A Streetcar Named Desire drives readers to read

Nina Cipriani, Editor in Chief

Must read alert: the play that halts traffic

Although the book is unfamiliar to some, it should be known by all. The play “A Streetcar Named Desire” by Tennessee Williams, based in 1947, discusses the controversial topics of poverty and racism during the time.

Blanche DuBois, the main character and protagonist—a schoolteacher from Laurel, Mississippi—visits her sister, Stella Kowalski, at her New Orleans apartment. Although Blanche has fallen out of contact with Stella, she intends to stay at Stella’s apartment for an unspecified but likely lengthy period of time, given the large number of things she has brought with her. Blanche tells Stella that she lost Belle Reve, their ancestral home, following the death of all their remaining relatives. She also tells Stella that she is on a leave of absence from her teaching position because of her bad nerves.

Although Blanche seems to not even have enough money to afford a hotel room, she is still complaining about the cramped quarters of the Kowalski’s apartment. Stella’s husband, Stanley, almost instantaneously dislikes Blanche because of her social condescension. Stanley immediately doesn’t trust Blanche and accuses her of cheating Stella out of her share of family inheritance. Blanche gets under Stanley’s skin, especially when Blanche grows affectionate to Stanley’s close friend Mitch, creating conflict between all three characters.

Because this book is a play and not just a novel, it is easier to read when listening to an audiobook along with it. This makes it easier to understand not only the plot line but also to understand what the author of the play was going for with his stage directions.
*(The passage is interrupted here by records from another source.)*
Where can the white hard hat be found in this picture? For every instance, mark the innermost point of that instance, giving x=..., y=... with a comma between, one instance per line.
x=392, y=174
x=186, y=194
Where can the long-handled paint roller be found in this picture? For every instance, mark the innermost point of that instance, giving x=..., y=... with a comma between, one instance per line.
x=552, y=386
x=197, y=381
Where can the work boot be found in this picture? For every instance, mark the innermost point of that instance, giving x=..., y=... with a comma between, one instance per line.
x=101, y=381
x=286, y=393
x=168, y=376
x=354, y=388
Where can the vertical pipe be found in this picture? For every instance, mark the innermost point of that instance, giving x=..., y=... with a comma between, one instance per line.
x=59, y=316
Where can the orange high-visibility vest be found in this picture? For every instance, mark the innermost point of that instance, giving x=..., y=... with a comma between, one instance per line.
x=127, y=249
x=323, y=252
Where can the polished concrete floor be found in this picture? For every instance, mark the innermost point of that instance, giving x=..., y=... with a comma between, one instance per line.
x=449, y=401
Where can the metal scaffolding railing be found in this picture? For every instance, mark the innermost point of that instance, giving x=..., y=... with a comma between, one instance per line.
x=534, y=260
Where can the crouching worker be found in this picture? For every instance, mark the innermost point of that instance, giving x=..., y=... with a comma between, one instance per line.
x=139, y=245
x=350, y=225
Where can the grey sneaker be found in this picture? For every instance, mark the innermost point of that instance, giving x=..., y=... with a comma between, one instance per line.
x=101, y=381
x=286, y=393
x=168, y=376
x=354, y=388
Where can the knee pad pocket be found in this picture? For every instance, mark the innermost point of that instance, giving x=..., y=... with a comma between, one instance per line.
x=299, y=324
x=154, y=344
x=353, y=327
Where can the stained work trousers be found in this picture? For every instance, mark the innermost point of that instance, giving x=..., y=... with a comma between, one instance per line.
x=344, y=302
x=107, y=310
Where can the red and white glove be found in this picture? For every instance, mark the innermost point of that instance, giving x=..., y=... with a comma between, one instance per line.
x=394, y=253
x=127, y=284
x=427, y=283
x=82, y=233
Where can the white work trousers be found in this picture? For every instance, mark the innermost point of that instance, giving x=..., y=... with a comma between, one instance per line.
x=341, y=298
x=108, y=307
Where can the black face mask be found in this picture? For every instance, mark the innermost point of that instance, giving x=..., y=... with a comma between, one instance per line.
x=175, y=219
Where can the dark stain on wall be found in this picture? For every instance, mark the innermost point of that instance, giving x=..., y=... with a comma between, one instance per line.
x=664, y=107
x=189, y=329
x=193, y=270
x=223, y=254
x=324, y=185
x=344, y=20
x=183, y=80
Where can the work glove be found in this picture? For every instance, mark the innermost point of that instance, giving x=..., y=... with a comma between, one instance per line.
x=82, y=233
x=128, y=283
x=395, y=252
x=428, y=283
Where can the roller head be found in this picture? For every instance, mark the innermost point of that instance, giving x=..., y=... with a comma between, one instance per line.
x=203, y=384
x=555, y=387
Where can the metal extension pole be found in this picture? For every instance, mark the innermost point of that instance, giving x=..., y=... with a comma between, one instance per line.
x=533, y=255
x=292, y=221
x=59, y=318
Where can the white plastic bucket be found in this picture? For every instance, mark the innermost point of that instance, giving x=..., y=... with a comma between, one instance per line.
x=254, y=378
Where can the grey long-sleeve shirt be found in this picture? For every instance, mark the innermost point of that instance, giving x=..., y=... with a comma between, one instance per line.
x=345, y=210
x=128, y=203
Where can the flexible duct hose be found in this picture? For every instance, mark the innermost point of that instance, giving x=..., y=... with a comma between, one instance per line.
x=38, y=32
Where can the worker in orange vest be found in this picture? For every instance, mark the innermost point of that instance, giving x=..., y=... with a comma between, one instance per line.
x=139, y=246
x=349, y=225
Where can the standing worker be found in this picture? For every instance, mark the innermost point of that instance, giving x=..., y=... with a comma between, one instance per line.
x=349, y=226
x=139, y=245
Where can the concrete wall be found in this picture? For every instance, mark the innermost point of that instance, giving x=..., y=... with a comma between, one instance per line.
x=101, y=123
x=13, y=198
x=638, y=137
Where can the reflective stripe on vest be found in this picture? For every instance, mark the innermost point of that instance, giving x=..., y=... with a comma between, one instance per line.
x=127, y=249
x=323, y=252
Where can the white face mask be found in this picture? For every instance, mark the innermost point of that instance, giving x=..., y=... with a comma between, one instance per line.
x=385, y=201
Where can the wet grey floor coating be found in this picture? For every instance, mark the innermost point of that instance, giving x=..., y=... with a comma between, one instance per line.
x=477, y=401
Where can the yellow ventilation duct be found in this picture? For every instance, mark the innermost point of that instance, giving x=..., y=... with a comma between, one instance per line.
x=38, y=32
The play is filled with action and drama to grab and keep the reader’s attention throughout the book. Williams does a great job developing the characters throughout the book so not only are they relatable, but they are also intriguing to read about.

This book would be great to read in Readers Workshop but also just in one’s freetime. It is an easy read and easy to follow, and it keeps the readers on the edge of their seats.